A recomposição dos estoques de passagem, que atingiram o menor nível da história em 2012, é uma delas. A perspectiva é de que fechem 2013 no nível mais alto em uma década, 23% superiores aos do ano passado.
A convergência de boas notícias traz alívio depois de um ano difícil. Mas não deve alimentar ilusões.
Os mercado agrícolas permanecem voláteis e, como recomendaram os líderes do G20, na sua reunião de São Petersburgo em setembro desse ano, ainda precisam de uma vigilância estreita e permanente.
A prontidão já mostrou sua eficácia.
No ano passado, quando a seca do Meio Oeste norte-americano atiçou a espiral especulativa, o Sistema de Monitoramento de Preços Agrícolas entrou em ação.
Criado em 2011 pelo G-20, esse sistema conta com um secretariado multi-agência liderado pela FAO e tem como objetivo dar maior transparência às condições reais dos mercados, dimensionar estoques e oferecer um espaço de coordenação entre os principais compradores e vendedores de cereais para evitar reações intempestivas e unilaterais, que levam ao pânico. Funcionou bem em 2012: em setembro do ano passado as cotações voltariam aos trilhos da estabilidade - e, agora, de queda.
A lição desse episódio é clara: sob o domínio da globalização financeira, uma seca que afete um produto em um único país pode desestabilizar os preços dos alimentos em todo o planeta. A coordenação política da segurança alimentar é a única força capaz de subtrair espaços à incerteza econômica e climática exacerbada pela transição em curso da crise mundial.

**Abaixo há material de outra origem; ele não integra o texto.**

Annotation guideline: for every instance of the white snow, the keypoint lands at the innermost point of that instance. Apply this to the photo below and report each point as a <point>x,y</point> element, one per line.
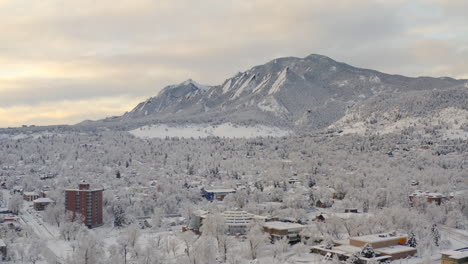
<point>453,118</point>
<point>242,88</point>
<point>279,82</point>
<point>261,85</point>
<point>227,130</point>
<point>270,104</point>
<point>227,86</point>
<point>199,86</point>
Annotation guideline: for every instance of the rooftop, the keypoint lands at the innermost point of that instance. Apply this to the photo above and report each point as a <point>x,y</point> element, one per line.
<point>379,237</point>
<point>457,253</point>
<point>283,225</point>
<point>220,190</point>
<point>394,249</point>
<point>43,200</point>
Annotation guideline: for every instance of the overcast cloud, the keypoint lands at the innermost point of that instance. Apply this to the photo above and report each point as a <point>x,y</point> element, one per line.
<point>67,61</point>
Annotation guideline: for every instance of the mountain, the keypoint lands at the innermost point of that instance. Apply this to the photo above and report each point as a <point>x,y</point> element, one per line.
<point>312,92</point>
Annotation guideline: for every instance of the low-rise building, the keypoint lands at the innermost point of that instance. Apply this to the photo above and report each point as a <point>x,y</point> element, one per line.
<point>30,196</point>
<point>457,256</point>
<point>238,222</point>
<point>280,230</point>
<point>3,250</point>
<point>386,246</point>
<point>429,197</point>
<point>217,194</point>
<point>41,203</point>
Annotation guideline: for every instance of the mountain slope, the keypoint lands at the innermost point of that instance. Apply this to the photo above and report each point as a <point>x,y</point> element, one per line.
<point>312,92</point>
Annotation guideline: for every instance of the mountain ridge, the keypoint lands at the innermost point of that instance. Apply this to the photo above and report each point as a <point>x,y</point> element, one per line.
<point>313,92</point>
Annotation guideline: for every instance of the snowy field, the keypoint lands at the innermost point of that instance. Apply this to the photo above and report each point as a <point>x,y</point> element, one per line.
<point>227,130</point>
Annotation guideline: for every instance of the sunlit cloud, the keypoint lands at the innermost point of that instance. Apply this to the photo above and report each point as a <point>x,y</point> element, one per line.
<point>55,50</point>
<point>59,112</point>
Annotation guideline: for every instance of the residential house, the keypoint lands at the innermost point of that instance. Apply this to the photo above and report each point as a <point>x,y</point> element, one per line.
<point>387,246</point>
<point>279,230</point>
<point>436,198</point>
<point>217,194</point>
<point>457,256</point>
<point>41,203</point>
<point>237,222</point>
<point>30,196</point>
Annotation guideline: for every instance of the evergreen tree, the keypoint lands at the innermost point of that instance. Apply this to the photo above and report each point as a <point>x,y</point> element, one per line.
<point>435,235</point>
<point>368,251</point>
<point>412,240</point>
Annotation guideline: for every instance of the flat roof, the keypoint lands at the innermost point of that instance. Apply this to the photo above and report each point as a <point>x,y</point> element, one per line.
<point>456,253</point>
<point>43,200</point>
<point>394,249</point>
<point>283,225</point>
<point>89,190</point>
<point>30,193</point>
<point>347,249</point>
<point>220,190</point>
<point>378,237</point>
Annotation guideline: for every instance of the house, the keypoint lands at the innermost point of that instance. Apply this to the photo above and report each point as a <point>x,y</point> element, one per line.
<point>3,250</point>
<point>436,198</point>
<point>294,180</point>
<point>30,196</point>
<point>387,246</point>
<point>196,220</point>
<point>457,256</point>
<point>237,222</point>
<point>279,230</point>
<point>324,203</point>
<point>217,194</point>
<point>17,189</point>
<point>41,203</point>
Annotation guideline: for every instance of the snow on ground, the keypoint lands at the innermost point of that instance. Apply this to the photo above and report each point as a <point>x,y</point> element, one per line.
<point>278,83</point>
<point>450,120</point>
<point>227,130</point>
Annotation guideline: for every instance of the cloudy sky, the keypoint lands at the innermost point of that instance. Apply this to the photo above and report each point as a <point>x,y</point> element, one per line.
<point>66,61</point>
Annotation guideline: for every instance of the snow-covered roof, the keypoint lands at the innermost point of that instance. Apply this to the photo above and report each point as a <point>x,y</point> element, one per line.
<point>347,249</point>
<point>43,200</point>
<point>283,226</point>
<point>31,194</point>
<point>220,190</point>
<point>428,194</point>
<point>379,237</point>
<point>394,250</point>
<point>456,253</point>
<point>237,218</point>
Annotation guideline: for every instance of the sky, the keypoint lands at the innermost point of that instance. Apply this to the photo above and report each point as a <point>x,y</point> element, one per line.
<point>63,62</point>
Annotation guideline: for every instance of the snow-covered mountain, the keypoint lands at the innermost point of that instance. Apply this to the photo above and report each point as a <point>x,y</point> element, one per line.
<point>312,92</point>
<point>296,94</point>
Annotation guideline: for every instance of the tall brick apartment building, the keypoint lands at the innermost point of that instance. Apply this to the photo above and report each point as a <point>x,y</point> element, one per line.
<point>87,202</point>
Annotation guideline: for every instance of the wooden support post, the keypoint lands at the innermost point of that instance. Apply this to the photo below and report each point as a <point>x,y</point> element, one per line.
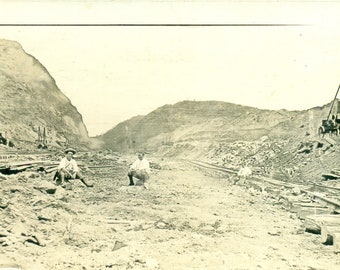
<point>336,242</point>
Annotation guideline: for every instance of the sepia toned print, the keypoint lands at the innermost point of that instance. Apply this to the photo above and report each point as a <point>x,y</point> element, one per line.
<point>169,135</point>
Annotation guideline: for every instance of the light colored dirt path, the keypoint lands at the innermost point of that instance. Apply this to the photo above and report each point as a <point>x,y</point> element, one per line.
<point>185,220</point>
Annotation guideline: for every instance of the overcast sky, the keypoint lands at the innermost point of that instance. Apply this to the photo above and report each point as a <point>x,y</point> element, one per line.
<point>112,73</point>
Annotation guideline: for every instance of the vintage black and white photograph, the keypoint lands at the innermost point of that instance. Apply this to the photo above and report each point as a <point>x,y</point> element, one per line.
<point>169,135</point>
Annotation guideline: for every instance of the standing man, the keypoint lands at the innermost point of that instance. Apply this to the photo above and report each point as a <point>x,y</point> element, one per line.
<point>139,169</point>
<point>68,169</point>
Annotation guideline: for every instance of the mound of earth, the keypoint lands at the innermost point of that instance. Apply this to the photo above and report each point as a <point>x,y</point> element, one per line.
<point>187,219</point>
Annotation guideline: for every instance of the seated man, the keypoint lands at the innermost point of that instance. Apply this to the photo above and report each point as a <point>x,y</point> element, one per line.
<point>139,169</point>
<point>68,169</point>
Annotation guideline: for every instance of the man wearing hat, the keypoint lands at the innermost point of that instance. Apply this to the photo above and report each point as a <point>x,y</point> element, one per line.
<point>139,169</point>
<point>68,168</point>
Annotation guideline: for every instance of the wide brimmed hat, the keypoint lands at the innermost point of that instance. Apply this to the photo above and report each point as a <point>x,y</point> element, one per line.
<point>70,150</point>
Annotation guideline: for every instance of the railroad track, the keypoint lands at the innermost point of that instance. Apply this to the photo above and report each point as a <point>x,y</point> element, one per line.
<point>324,192</point>
<point>320,214</point>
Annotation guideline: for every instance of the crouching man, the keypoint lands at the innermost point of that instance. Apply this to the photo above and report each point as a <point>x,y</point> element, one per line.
<point>139,169</point>
<point>68,169</point>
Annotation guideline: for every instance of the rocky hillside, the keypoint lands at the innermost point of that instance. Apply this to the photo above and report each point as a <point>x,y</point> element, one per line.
<point>31,102</point>
<point>192,123</point>
<point>284,144</point>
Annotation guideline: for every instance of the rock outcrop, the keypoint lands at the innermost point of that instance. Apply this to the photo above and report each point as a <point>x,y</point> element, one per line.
<point>31,102</point>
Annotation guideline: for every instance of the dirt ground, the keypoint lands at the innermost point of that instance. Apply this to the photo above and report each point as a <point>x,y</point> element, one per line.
<point>187,219</point>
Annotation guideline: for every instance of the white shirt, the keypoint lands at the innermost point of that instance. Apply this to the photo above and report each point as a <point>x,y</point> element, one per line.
<point>70,165</point>
<point>141,165</point>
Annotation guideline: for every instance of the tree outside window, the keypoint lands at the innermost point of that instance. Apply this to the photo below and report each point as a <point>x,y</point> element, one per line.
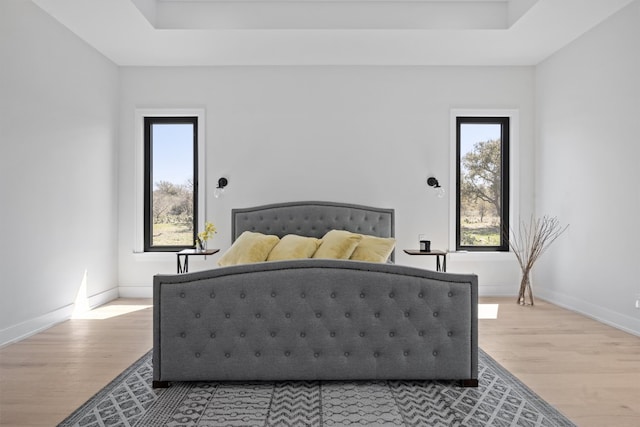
<point>482,200</point>
<point>170,183</point>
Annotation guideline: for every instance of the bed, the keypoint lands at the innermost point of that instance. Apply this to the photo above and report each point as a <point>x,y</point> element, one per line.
<point>315,319</point>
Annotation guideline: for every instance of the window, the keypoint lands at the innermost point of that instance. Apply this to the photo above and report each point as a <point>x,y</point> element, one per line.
<point>170,183</point>
<point>482,183</point>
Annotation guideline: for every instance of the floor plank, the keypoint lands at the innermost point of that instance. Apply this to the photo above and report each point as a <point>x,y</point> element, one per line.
<point>589,371</point>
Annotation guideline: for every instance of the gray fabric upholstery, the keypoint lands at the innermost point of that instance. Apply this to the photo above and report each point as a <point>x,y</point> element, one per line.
<point>313,219</point>
<point>315,318</point>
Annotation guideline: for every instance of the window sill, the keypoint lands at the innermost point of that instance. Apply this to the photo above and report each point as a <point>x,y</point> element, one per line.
<point>154,256</point>
<point>470,256</point>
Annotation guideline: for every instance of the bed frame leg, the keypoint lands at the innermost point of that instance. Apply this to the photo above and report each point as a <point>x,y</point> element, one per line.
<point>160,384</point>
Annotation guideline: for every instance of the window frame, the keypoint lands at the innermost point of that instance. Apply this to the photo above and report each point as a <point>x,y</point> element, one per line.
<point>140,243</point>
<point>510,177</point>
<point>149,122</point>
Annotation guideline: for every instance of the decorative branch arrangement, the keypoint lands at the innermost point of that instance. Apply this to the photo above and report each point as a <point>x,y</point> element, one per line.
<point>528,244</point>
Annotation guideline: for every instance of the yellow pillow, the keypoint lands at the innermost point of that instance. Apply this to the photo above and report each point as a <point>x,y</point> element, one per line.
<point>338,244</point>
<point>249,247</point>
<point>293,246</point>
<point>374,249</point>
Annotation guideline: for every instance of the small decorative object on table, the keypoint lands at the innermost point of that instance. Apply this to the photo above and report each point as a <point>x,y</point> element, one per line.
<point>528,244</point>
<point>425,245</point>
<point>203,236</point>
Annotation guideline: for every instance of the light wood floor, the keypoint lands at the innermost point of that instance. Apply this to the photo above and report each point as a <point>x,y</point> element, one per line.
<point>589,371</point>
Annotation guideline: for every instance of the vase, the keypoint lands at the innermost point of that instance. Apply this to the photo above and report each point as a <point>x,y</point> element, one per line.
<point>525,295</point>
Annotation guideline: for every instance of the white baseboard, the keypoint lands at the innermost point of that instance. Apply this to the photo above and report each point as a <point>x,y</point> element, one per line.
<point>603,315</point>
<point>30,327</point>
<point>135,291</point>
<point>496,291</point>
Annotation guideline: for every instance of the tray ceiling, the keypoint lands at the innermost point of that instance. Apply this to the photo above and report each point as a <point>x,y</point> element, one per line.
<point>329,32</point>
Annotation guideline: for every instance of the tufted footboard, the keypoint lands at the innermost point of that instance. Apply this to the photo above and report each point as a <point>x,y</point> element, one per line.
<point>315,320</point>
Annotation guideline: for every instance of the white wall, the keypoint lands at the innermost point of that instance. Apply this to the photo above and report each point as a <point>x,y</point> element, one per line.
<point>58,171</point>
<point>588,136</point>
<point>366,135</point>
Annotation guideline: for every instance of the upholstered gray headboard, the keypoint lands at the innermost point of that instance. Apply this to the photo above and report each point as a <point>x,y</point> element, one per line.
<point>313,219</point>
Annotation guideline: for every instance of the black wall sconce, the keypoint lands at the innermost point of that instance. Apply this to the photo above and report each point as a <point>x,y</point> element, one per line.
<point>219,191</point>
<point>433,182</point>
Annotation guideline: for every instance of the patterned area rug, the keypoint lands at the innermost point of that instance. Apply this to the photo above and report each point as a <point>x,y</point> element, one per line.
<point>500,400</point>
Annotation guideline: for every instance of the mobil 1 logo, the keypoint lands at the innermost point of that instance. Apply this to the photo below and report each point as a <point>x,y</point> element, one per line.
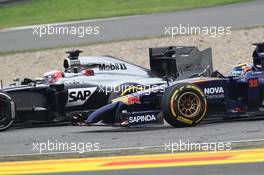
<point>78,96</point>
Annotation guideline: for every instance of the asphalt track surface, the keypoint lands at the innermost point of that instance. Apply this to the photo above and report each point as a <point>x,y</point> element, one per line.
<point>120,28</point>
<point>234,169</point>
<point>20,141</point>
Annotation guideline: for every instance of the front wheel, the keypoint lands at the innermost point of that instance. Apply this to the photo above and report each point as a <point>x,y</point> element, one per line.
<point>7,111</point>
<point>184,105</point>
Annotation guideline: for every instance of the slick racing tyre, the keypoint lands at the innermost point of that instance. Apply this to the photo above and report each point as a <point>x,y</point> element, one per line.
<point>183,105</point>
<point>124,89</point>
<point>7,111</point>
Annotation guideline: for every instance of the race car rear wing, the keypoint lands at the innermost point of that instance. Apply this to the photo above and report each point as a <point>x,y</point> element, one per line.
<point>181,61</point>
<point>258,55</point>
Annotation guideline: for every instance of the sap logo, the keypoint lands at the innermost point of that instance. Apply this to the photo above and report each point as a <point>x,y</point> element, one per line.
<point>109,67</point>
<point>79,96</point>
<point>75,62</point>
<point>142,118</point>
<point>213,90</point>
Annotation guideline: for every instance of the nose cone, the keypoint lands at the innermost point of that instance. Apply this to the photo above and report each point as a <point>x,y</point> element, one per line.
<point>106,112</point>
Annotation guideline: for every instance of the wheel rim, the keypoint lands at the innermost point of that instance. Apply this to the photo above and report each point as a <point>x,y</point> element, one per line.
<point>189,104</point>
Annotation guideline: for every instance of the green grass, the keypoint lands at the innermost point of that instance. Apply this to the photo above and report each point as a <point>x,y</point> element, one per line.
<point>49,11</point>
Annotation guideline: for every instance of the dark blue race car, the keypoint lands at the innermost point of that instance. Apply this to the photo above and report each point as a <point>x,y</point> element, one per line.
<point>187,102</point>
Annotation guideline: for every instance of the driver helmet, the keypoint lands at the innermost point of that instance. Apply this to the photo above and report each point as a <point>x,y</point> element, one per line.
<point>241,69</point>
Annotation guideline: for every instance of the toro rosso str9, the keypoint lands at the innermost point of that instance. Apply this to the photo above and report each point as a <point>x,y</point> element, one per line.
<point>187,102</point>
<point>90,82</point>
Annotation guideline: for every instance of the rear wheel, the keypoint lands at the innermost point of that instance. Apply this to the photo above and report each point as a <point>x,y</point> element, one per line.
<point>184,105</point>
<point>7,111</point>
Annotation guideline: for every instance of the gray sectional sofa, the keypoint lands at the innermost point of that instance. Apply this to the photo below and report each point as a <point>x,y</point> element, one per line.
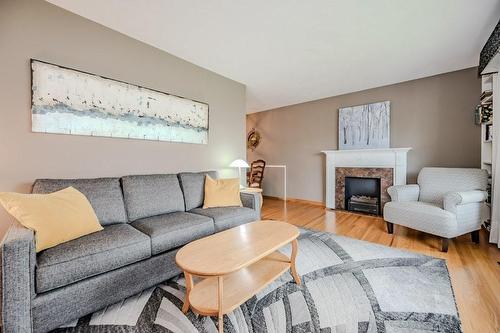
<point>146,219</point>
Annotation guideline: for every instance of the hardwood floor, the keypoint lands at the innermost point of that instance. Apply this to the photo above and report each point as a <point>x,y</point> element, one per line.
<point>474,268</point>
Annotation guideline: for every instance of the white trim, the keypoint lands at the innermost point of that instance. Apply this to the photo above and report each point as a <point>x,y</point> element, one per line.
<point>395,158</point>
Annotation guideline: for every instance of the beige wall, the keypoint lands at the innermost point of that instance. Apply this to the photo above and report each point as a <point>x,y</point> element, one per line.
<point>433,115</point>
<point>36,29</point>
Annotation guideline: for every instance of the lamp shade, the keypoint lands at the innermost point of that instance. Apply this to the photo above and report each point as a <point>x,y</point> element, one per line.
<point>239,164</point>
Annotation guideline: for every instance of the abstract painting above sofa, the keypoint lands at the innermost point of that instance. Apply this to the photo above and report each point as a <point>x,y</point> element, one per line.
<point>67,101</point>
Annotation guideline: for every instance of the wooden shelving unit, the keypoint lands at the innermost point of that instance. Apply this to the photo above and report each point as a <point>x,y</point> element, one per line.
<point>489,95</point>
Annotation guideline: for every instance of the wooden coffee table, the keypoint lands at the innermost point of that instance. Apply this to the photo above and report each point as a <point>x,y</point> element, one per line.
<point>235,265</point>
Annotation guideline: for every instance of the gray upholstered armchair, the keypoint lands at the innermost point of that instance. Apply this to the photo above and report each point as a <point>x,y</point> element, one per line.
<point>446,202</point>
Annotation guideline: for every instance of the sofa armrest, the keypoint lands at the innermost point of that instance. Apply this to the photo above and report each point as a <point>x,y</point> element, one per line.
<point>453,199</point>
<point>18,275</point>
<point>251,200</point>
<point>401,193</point>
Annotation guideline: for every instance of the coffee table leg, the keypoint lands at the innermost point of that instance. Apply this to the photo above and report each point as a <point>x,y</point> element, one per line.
<point>221,315</point>
<point>189,287</point>
<point>292,262</point>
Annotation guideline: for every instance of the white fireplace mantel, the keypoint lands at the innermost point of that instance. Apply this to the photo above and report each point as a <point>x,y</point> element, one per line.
<point>395,158</point>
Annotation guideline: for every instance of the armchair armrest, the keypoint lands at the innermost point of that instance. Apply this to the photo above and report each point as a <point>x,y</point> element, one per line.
<point>453,199</point>
<point>251,200</point>
<point>18,274</point>
<point>401,193</point>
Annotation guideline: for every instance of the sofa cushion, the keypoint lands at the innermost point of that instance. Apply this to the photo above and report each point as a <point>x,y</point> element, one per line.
<point>228,217</point>
<point>172,230</point>
<point>115,246</point>
<point>150,195</point>
<point>422,216</point>
<point>104,194</point>
<point>193,187</point>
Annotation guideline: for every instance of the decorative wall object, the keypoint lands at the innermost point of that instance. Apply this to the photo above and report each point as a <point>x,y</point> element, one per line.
<point>365,126</point>
<point>490,49</point>
<point>253,139</point>
<point>68,101</point>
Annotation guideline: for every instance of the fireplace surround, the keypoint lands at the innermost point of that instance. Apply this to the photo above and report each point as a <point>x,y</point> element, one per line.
<point>362,194</point>
<point>388,164</point>
<point>382,176</point>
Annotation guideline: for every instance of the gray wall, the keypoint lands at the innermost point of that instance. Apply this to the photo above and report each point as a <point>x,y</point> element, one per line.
<point>36,29</point>
<point>433,115</point>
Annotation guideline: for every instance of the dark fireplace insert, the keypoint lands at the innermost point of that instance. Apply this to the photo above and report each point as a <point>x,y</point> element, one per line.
<point>362,195</point>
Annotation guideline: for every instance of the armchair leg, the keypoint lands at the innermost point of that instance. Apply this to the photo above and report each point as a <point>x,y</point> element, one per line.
<point>444,244</point>
<point>475,236</point>
<point>390,227</point>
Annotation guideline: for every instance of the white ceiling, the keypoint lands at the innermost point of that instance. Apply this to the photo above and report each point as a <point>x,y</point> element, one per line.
<point>292,51</point>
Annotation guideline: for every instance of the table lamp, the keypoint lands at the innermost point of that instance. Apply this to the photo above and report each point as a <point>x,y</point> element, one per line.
<point>239,164</point>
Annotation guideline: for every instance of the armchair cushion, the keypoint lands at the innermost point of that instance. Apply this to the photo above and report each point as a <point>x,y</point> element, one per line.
<point>435,183</point>
<point>453,199</point>
<point>423,216</point>
<point>402,193</point>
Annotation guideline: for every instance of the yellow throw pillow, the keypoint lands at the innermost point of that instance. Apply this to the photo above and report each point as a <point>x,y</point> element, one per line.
<point>221,192</point>
<point>55,218</point>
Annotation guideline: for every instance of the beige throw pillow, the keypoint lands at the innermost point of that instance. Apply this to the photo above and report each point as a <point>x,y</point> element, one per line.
<point>222,192</point>
<point>55,218</point>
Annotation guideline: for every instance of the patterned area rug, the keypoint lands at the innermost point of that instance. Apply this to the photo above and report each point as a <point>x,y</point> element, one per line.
<point>348,286</point>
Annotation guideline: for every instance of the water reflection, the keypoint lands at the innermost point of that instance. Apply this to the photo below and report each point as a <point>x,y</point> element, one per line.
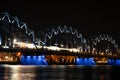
<point>58,72</point>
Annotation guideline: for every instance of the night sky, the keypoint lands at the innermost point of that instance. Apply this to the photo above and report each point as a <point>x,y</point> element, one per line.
<point>88,18</point>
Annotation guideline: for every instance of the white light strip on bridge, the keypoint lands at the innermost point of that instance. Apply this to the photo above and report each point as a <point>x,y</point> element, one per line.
<point>31,46</point>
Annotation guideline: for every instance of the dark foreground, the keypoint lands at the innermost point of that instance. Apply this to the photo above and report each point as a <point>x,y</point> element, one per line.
<point>59,72</point>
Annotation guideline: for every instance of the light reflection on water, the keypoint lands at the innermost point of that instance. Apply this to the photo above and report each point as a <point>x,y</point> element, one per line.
<point>59,72</point>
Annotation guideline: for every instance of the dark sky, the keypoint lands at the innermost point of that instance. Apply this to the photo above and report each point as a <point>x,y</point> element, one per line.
<point>87,17</point>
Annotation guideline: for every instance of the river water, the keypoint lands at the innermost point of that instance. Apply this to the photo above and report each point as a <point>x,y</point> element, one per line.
<point>59,72</point>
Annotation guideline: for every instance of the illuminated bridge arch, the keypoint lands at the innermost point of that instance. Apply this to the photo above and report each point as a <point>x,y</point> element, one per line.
<point>63,36</point>
<point>104,44</point>
<point>5,18</point>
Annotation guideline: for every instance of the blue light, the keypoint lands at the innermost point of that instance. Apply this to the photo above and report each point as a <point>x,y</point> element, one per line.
<point>0,39</point>
<point>85,61</point>
<point>33,60</point>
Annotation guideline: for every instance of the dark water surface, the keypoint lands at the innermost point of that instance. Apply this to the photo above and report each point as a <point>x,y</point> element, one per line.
<point>59,72</point>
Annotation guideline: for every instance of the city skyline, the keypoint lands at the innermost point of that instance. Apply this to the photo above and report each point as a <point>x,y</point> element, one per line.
<point>88,18</point>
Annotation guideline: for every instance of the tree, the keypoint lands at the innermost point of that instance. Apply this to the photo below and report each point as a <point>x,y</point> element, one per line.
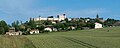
<point>3,27</point>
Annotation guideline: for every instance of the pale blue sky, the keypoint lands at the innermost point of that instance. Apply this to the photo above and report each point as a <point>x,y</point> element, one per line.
<point>11,10</point>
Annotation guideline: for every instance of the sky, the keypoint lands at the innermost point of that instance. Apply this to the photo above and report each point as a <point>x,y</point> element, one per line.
<point>12,10</point>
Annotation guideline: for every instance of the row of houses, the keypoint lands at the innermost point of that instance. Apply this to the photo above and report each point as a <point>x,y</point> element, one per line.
<point>50,29</point>
<point>36,31</point>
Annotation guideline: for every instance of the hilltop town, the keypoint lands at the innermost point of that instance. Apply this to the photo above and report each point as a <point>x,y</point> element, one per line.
<point>52,24</point>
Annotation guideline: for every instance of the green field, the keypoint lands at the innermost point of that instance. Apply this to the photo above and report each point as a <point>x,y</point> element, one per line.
<point>95,38</point>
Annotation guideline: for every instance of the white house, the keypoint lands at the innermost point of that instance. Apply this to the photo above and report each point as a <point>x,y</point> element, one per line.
<point>59,18</point>
<point>98,25</point>
<point>34,32</point>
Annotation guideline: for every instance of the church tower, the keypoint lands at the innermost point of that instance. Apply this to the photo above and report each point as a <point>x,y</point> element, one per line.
<point>97,16</point>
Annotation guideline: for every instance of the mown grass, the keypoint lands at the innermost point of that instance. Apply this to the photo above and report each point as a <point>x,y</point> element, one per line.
<point>94,38</point>
<point>100,38</point>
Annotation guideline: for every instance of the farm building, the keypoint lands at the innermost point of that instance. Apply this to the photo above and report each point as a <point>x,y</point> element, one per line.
<point>98,25</point>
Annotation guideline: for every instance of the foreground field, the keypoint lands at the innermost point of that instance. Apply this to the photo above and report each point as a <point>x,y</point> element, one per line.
<point>99,38</point>
<point>96,38</point>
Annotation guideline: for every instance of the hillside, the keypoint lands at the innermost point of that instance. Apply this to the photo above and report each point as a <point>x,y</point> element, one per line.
<point>99,38</point>
<point>95,38</point>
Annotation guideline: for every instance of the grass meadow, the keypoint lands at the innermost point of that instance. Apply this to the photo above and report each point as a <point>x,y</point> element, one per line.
<point>94,38</point>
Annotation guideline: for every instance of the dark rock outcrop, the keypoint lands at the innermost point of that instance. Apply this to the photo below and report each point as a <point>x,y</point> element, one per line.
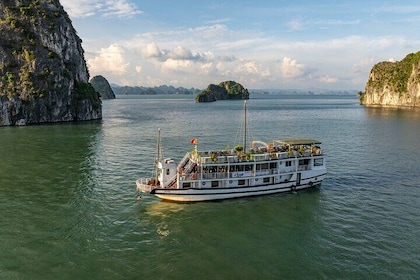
<point>44,77</point>
<point>394,83</point>
<point>223,91</point>
<point>101,85</point>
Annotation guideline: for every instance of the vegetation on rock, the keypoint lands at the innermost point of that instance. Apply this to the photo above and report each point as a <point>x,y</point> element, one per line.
<point>224,91</point>
<point>101,85</point>
<point>394,83</point>
<point>44,77</point>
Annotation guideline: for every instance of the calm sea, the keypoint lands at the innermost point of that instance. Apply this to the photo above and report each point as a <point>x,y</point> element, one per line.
<point>68,207</point>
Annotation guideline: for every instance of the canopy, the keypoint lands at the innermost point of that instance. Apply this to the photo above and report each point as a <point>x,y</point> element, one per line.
<point>299,141</point>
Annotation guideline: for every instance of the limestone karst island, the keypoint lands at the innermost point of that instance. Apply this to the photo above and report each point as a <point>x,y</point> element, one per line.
<point>394,83</point>
<point>44,77</point>
<point>224,91</point>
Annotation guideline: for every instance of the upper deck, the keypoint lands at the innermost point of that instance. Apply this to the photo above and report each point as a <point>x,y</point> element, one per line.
<point>261,151</point>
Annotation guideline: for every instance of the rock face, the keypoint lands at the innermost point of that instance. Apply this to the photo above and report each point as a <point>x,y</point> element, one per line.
<point>394,83</point>
<point>44,77</point>
<point>223,91</point>
<point>101,85</point>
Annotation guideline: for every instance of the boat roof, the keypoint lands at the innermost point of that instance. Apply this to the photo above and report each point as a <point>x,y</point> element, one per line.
<point>300,141</point>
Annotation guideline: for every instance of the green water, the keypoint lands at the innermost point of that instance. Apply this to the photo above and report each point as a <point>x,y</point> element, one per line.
<point>68,207</point>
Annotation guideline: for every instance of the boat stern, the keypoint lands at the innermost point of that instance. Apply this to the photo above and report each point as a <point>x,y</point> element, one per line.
<point>145,185</point>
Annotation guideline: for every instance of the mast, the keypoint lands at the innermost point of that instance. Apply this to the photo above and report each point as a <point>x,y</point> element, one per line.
<point>158,155</point>
<point>245,126</point>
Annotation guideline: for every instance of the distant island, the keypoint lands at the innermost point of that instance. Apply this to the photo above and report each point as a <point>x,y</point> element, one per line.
<point>164,89</point>
<point>227,90</point>
<point>394,83</point>
<point>43,73</point>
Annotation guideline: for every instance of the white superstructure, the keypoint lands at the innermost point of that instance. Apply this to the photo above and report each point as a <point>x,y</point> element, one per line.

Esse foi o espírito predominante no encontro de ministros de agricultura de quase 40 países, realizado esse mês, na sede da FAO, em Roma.
Reforçar a governança mundial, criar estoques para garantir a segurança alimentar, incentivar o plantio, promover um salto na produtividade da agricultura familiar e fortalecer as redes de proteção social estão entre as ferramentas que podem gerar maior estabilidade e novos avanços na luta contra a fome.
A globalização financeira continuará a exercer sua devastadora capacidade de irradiar crises e potencializar os efeitos de uma safra mal sucedida em qualquer ponto do planeta.
Construir o contrapeso a esse carrossel desordenado é o grande desafio das agências internacionais.
Por isso, em paralelo à reunião ministerial de outubro, a FAO também abrigou a sessão do Comitê Mundial de Segurança Alimentar. Trata-se de um fórum único para debater a segurança alimentar e reúne diferentes atores: governos, setor privado, sociedade civil e movimentos sociais. É o principal amalgama de representação política do mutirão contra a fome no mundo nesse momento.
A natureza plural de sua composição permite-lhe exercer o papel indutor dos grandes consensos indispensáveis à construção de um contraponto de segurança alimentar à volatilidade do nosso tempo.
A FAO é uma das caixas de ressonância desse esforço, que contempla, de um lado, o monitoramento dos preços dos alimentos e, de outro, o apoio à organização dos que sofrem as piores consequências das irrupções altistas das cotações.
Não se trata de uma fórmula aritmética. Trata-se de um longo e incontornável empenho em erguer linhas de passagem contra a incerteza e a injustiça, até universalizar as políticas públicas indispensáveis à erradicação da fome em nosso tempo.